マッチョな考えではあり、これを自分以外の人に投げつけていいのかは悩ましい。あまりしない方がいいと思う。一方、できるまでの現実的な行程を考えるところまで、多くの人は至らない。非現実的と思えても、行き方を考えると意外と可能性が見えたりもするし、考えることでいけるかは努力次第ってのがわかる(こともある)ので、何かに辿り着くにはこの考え方は有用ではあると思う。

本気でやろうとすると、精度の高い目標、中間マイルストーンの設定、達成度の計測とトラッキングが必要で、これをやりきれる人はそう多くない。自分も人生においてたまにしかできない。途中で挫折したり漫然と取り組んで曖昧な成果になったり他のことに気持ちが移って放棄したものがたくさんある。

「真のやればできる」の話はさておき、これについて最近思うのは、欲望とか大志、野望みたいなものって重要だなとそれがないと当たり前だけど何も目指せないし、何にも到達しない。

そして、この「何がしたいのか?」って欲望や大志(なんかしっくりこない表現)?意志?を作っていく方法はけっこう謎である。意図的に作れるものでもなさそうだけど、完全にほっといても産まれそうもない。

最近『認知行動療法の哲学』という本を読んでいる。認知行動療法は様々な精神疾患への有用性がエビデンス・ベースで認められている心理療法のひとつ。そのルーツはギリシャ哲学のストア派なんじゃね?という大変面白い本。

ストア派は、自分でコントロールできることに集中しようね、って話をする。わかる。めちゃくちゃ大事。自分でコントロールできること以外に自分の幸福を預けるととんでもないことになる(ここでいままでで一番失敗した恋愛を思い出してください)。
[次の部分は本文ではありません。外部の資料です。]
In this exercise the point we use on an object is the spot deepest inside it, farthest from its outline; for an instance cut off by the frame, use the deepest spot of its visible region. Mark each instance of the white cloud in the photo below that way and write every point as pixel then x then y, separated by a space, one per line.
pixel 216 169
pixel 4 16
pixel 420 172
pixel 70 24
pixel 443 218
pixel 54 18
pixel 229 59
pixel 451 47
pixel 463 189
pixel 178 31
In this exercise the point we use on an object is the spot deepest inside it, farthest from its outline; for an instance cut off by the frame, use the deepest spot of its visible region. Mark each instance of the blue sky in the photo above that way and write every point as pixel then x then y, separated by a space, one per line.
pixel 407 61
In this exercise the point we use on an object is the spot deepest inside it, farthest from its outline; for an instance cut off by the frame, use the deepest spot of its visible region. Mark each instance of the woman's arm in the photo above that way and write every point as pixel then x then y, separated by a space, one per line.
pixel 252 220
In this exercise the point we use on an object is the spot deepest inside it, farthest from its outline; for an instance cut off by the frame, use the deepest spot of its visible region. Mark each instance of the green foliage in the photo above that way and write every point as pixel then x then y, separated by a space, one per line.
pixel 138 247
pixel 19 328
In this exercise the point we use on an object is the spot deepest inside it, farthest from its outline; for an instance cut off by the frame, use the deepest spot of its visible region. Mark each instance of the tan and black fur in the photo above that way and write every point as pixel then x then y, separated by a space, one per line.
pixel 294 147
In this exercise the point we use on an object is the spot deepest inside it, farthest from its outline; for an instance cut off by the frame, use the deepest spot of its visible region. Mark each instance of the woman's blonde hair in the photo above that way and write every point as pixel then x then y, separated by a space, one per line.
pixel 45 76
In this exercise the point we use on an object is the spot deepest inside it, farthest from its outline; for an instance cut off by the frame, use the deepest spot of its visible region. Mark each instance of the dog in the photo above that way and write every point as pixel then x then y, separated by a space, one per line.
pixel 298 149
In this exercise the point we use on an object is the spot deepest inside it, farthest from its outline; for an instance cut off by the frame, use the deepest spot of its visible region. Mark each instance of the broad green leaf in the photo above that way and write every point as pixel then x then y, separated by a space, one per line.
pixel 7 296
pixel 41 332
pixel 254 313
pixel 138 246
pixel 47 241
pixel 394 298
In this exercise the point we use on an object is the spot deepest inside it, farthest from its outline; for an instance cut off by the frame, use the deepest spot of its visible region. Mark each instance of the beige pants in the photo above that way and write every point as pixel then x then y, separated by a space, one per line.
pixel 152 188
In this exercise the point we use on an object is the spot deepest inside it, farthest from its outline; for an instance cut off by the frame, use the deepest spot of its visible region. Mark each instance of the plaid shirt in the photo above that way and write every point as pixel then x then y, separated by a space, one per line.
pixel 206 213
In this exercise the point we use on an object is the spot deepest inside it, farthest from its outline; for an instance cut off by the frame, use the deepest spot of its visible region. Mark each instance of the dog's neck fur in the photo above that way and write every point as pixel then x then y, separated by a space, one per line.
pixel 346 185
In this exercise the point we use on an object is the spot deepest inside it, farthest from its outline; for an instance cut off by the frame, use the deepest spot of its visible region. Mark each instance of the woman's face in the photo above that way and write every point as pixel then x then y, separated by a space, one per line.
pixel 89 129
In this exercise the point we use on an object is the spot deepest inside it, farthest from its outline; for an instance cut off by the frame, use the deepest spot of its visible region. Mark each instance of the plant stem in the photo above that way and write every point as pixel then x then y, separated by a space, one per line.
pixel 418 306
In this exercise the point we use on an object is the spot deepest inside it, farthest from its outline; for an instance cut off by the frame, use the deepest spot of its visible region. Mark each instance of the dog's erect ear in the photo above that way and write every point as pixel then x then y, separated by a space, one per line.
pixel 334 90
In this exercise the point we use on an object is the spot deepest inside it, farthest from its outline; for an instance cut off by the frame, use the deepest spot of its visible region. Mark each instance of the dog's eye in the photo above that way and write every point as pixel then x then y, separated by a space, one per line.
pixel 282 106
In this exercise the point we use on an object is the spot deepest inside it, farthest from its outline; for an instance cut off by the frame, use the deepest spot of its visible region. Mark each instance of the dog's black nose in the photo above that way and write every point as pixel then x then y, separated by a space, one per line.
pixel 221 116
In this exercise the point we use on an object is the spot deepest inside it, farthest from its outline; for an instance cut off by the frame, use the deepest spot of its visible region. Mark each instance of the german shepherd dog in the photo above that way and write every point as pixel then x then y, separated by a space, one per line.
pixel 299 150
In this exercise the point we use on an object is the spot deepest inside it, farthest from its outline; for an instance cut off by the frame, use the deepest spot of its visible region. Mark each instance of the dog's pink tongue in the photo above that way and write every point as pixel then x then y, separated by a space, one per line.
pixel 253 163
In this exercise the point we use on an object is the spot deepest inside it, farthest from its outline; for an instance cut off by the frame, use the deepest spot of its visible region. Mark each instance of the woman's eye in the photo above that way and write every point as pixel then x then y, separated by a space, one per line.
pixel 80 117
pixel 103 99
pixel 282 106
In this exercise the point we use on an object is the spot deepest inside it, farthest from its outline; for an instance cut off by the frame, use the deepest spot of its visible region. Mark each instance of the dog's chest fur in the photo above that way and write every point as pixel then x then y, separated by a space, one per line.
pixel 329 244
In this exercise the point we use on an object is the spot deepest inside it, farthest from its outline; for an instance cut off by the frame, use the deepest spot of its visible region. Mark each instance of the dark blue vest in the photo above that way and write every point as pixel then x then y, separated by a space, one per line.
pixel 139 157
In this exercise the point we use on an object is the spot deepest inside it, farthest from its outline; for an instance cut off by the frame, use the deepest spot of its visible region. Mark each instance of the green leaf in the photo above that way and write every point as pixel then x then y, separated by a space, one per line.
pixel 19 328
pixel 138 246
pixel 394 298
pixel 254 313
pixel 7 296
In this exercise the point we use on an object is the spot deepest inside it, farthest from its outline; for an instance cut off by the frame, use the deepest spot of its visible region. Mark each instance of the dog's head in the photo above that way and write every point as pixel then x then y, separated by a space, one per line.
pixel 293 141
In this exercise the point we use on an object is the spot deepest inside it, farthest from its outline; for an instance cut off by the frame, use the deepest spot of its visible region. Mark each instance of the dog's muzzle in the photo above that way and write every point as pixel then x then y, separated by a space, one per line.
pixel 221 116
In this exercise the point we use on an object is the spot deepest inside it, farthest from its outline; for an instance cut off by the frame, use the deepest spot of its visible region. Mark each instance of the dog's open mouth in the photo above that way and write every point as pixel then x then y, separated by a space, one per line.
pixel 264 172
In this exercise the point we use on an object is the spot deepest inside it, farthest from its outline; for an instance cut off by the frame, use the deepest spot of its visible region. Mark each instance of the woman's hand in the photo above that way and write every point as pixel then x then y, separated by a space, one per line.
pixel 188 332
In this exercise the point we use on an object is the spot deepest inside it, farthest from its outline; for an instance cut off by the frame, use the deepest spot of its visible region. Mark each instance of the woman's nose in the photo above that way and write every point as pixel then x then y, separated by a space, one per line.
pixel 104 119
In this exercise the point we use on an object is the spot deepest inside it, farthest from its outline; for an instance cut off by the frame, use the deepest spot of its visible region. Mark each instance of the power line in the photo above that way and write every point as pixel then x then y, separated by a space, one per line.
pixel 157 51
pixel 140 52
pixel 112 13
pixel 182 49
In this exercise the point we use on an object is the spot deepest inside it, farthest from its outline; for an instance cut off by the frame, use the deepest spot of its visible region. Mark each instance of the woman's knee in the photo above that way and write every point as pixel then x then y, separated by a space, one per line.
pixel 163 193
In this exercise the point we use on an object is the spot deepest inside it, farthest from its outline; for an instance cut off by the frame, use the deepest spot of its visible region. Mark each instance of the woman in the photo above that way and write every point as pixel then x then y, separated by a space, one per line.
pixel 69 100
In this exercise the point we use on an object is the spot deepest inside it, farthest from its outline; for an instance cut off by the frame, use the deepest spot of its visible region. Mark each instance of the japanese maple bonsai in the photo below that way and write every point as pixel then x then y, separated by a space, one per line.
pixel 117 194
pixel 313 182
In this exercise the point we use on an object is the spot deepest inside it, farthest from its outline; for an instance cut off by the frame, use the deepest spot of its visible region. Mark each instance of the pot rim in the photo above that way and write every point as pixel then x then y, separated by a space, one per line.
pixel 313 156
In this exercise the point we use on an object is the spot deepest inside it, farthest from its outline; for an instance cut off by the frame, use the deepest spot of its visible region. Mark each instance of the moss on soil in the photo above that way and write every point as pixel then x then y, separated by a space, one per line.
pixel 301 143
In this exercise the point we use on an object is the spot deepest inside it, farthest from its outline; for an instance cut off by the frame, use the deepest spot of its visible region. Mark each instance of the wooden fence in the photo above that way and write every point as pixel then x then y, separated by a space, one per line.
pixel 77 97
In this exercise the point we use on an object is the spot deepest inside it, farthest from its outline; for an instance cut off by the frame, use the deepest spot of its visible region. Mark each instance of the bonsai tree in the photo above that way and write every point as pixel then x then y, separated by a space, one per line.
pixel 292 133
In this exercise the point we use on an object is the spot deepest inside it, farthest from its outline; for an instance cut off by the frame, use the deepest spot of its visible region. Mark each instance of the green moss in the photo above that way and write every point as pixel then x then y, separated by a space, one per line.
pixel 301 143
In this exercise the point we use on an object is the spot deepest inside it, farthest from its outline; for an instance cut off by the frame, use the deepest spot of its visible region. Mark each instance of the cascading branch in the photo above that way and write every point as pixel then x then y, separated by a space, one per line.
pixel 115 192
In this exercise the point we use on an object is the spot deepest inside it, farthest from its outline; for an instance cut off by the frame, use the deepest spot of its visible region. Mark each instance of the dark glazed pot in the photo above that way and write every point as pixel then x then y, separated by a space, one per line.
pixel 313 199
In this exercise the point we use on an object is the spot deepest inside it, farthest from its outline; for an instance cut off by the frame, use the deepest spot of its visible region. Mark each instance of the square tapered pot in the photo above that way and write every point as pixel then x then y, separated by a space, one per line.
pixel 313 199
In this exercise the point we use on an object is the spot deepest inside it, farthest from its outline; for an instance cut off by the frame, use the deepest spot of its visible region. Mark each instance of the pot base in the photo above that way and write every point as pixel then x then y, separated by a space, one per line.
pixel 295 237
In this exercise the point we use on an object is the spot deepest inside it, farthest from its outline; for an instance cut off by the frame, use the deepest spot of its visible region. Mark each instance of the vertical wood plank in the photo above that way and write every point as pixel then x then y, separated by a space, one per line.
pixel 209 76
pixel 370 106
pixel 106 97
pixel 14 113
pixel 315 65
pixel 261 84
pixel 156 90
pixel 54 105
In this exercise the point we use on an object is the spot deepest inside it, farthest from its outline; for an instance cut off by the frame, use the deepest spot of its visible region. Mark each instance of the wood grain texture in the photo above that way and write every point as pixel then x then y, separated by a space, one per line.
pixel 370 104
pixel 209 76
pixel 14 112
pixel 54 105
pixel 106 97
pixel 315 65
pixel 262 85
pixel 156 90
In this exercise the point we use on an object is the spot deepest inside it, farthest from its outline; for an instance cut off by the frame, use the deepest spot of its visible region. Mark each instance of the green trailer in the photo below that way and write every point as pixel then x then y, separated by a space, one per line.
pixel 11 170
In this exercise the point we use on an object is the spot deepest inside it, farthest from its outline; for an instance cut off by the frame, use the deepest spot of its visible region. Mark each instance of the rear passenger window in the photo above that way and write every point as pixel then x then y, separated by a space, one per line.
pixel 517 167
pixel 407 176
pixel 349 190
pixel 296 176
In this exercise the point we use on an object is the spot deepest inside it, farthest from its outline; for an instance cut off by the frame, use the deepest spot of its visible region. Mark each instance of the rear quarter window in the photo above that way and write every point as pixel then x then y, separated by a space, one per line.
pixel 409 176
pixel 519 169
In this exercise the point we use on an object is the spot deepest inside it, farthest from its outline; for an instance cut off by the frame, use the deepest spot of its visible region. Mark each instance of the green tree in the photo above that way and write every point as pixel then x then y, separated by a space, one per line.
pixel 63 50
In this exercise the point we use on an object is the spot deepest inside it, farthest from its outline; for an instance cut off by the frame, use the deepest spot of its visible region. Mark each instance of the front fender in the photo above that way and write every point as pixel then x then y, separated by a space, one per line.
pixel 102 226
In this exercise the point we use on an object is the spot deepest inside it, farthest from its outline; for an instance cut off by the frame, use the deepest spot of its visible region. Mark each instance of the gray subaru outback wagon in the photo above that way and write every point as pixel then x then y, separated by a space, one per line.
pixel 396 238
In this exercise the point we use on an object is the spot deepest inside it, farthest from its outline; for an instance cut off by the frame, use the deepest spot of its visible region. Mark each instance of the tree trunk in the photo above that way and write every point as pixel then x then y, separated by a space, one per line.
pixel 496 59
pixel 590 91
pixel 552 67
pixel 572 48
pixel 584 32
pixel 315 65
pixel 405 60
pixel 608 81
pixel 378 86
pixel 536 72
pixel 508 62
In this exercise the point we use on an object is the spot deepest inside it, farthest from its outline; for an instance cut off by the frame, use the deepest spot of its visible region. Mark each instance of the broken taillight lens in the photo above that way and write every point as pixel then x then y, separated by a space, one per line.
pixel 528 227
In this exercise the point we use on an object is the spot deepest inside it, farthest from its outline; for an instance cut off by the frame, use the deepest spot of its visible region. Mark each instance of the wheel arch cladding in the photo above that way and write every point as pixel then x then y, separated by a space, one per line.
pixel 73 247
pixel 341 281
自分の思い込みや思考パターンを客観視してクリアにしていく努力は健全な精神生活のためにとても大事。

けど「将来の」自分でコントロールできる範囲は今のそれからは出てこないものもあると思う。我々の将来の構想は、欲望は、野望は、大志は、夢は、なんとしても成し遂げたいことはどこから来るのか。漸進的なステップアップからは来ないのではないか。現実的な行程表は最初はない。無理だと思うものもリアルに考えて実践すればできる、ってのが「やればできる」の含意だけど、それは行き先の決め方は教えてくれない。

マジで結論とかなくて、うーんわからん、という話でしかないんだけど、何となく欲望は貴重なものだなってことはわかった。おわり。